Wheat futures are mixed in the SRW market but steady to slightly lower in the HRW and HRS wheat markets.

  • Traders are focused on position evening to wrap up the week.
  • This morning's weekly export sales report confirmed ideas U.S. wheat is losing out on export business, as wheat sales fell short of expectations at 287,800 MT for 2013-14 and 900 MT for 2014-15.
  • News Ukraine's prime minister expects the country to harvest a record 61 MMT grain crop this year adds light pressure.
  • But the market is thus far respecting near-term levels of support.
  • Also, there has been an increase in daily sales announcements from private sources this week, which suggests next week's sales report should reflect an uptick in demand due to lower prices.

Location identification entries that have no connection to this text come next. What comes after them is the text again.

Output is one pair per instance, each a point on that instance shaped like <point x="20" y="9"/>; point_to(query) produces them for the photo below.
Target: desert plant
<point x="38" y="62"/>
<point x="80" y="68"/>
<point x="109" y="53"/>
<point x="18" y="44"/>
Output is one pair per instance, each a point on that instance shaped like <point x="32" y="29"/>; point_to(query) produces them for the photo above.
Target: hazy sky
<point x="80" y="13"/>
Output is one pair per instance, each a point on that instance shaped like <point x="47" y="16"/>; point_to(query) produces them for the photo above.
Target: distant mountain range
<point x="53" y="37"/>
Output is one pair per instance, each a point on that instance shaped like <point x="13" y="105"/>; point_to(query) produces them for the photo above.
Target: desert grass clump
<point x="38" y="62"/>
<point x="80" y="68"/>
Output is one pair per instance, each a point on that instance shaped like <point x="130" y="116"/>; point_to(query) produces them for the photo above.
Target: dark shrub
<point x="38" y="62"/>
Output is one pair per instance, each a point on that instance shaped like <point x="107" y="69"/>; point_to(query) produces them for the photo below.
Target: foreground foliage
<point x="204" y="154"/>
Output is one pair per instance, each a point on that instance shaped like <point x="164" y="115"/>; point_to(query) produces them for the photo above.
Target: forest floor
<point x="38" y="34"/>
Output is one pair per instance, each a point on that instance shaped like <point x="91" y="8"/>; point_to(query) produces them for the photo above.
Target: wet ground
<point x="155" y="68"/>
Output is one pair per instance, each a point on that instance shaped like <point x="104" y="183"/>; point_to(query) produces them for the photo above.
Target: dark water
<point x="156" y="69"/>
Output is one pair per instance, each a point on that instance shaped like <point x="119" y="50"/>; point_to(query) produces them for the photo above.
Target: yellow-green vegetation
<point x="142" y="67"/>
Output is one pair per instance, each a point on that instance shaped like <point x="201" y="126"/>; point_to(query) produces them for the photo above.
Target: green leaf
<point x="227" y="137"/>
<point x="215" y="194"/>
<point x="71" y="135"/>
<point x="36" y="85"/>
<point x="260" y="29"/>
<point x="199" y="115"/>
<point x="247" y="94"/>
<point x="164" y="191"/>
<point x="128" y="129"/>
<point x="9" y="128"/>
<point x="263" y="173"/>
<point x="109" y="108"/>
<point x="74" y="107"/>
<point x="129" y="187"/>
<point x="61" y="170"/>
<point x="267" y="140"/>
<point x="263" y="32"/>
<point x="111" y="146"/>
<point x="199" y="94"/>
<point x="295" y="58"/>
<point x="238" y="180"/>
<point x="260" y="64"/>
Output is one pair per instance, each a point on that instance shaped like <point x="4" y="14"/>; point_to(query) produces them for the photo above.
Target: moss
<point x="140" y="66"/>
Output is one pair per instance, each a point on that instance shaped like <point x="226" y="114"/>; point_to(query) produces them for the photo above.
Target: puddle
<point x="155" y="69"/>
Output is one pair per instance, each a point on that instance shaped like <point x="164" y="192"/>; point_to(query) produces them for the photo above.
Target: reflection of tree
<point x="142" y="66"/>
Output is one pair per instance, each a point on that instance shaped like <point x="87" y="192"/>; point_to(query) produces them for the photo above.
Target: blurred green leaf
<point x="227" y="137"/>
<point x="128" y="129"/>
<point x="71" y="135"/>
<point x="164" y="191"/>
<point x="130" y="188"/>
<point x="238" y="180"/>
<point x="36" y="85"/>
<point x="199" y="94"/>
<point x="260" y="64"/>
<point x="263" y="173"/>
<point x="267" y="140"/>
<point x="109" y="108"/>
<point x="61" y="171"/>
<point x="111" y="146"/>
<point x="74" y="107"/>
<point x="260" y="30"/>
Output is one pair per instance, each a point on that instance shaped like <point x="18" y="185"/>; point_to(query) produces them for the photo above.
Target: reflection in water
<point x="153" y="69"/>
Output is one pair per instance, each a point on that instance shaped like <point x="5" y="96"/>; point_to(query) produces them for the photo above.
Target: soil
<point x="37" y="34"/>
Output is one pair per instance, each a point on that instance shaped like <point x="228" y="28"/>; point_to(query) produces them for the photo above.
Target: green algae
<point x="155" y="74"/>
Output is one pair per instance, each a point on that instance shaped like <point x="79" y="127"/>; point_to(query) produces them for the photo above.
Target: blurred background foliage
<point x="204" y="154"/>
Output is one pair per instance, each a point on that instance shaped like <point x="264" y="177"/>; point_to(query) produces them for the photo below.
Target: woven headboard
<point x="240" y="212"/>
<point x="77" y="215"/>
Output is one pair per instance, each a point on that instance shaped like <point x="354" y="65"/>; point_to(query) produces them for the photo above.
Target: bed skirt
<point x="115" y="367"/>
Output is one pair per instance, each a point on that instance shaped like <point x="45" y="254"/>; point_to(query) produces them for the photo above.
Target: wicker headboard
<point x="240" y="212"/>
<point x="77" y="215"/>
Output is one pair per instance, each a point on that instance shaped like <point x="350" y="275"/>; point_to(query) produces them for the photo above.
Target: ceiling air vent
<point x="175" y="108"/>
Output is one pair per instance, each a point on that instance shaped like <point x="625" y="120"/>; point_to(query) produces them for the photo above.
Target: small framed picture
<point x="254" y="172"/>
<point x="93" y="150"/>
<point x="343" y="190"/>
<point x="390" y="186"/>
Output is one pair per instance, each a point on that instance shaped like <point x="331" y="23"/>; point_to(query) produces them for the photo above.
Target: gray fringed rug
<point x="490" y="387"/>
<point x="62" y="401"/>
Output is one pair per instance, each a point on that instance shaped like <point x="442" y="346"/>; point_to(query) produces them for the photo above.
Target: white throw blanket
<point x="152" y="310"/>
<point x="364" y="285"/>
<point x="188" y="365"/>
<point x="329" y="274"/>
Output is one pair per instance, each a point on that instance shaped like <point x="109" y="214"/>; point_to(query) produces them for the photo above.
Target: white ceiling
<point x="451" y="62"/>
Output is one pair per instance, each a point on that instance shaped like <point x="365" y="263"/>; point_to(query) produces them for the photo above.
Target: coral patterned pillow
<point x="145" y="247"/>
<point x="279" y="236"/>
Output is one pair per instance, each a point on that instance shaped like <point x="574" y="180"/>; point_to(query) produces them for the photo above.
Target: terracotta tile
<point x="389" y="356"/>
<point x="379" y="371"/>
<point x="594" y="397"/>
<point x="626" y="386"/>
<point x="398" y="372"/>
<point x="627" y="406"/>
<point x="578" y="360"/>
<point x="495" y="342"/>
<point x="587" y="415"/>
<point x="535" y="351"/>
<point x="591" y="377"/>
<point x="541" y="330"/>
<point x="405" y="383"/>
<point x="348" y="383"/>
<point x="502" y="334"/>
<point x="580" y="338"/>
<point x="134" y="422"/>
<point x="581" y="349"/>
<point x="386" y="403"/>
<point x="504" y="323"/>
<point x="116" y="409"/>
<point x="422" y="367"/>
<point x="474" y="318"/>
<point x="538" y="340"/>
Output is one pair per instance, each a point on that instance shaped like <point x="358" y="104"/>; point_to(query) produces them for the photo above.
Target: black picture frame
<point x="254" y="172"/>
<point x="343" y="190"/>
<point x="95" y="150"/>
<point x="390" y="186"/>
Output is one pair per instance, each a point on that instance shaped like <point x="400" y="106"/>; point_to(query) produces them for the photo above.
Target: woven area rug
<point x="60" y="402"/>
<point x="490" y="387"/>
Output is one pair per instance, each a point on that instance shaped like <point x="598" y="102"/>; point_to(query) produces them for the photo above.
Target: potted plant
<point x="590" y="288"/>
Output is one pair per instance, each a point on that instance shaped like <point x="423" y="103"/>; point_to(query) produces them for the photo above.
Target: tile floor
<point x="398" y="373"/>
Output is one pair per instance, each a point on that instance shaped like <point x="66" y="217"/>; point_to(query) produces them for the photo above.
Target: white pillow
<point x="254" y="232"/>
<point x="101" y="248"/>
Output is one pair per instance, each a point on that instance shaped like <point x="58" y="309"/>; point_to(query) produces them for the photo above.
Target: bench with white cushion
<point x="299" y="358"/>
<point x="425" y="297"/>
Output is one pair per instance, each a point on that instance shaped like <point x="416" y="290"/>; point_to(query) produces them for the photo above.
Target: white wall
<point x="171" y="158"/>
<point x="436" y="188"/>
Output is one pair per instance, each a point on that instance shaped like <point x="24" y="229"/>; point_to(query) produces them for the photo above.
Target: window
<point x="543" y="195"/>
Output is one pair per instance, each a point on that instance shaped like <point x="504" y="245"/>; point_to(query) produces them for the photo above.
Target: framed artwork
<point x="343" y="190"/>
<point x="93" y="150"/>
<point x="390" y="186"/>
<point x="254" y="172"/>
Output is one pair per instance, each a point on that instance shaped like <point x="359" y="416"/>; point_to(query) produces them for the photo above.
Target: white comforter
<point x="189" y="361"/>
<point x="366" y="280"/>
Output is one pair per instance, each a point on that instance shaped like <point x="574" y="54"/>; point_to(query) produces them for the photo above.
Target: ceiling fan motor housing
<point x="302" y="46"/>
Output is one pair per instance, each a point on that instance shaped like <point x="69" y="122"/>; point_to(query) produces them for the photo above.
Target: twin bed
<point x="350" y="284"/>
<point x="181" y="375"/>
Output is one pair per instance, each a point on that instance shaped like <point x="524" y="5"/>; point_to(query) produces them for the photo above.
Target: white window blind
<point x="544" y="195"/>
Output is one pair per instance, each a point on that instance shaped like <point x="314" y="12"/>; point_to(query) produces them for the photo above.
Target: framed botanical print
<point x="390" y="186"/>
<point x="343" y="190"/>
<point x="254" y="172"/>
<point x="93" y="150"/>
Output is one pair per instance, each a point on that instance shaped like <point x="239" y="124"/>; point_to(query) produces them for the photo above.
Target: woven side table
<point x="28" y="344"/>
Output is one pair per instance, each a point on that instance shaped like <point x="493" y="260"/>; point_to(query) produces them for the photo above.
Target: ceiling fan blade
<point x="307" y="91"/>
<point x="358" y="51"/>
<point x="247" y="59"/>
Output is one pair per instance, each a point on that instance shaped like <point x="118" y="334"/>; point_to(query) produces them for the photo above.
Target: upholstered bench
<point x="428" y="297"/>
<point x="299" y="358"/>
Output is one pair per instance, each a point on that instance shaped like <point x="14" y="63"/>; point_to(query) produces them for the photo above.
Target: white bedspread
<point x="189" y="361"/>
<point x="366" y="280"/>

Live cattle futures are posting slight losses this morning. Feeder cattle futures are narrowly mixed with most contracts favoring the upside.

  • The cash cattle standoff continues, which is leaving traders to even positions as they wait for trade to get underway. Nearby futures are at a premium to last week's prices, opening the door for some light profit-taking.
  • Packers continue to deal with negative cutting margins and showlists are up slightly in most locations.
  • On the other hand, the overall supply situation is tight and boxed beef movement has improved this week amid a slight pullback in prices.
  • Yesterday, Choice boxed beef cuts fell 45 cents while Select rose 3 cents; movement was decent at 170 loads.
  • Feeder cattle futures are seeing a mix of followthrough buying after yesterday's gains and profit-taking on strength in the corn market.

Lean hog futures gapped higher on the open, leaving an island bottom. Most contracts are enjoying slight gains.

  • Ideas the downside was overdone yesterday is lifting the lean hog market to wrap up the week. This market has done an impressive job of filling gaps in recent weeks.
  • Adding light support was a 57-cent jump in the pork cutout value yesterday and strong movement of 465.83 loads.
  • While pork prices have generally softened this week, this has led to consistently strong movement.
  • But buying interest will likely remain limited to short-covering as supplies continue to rise seasonally and hog weights are at record highs.
  • This is keeping the cash hog market steady to lower.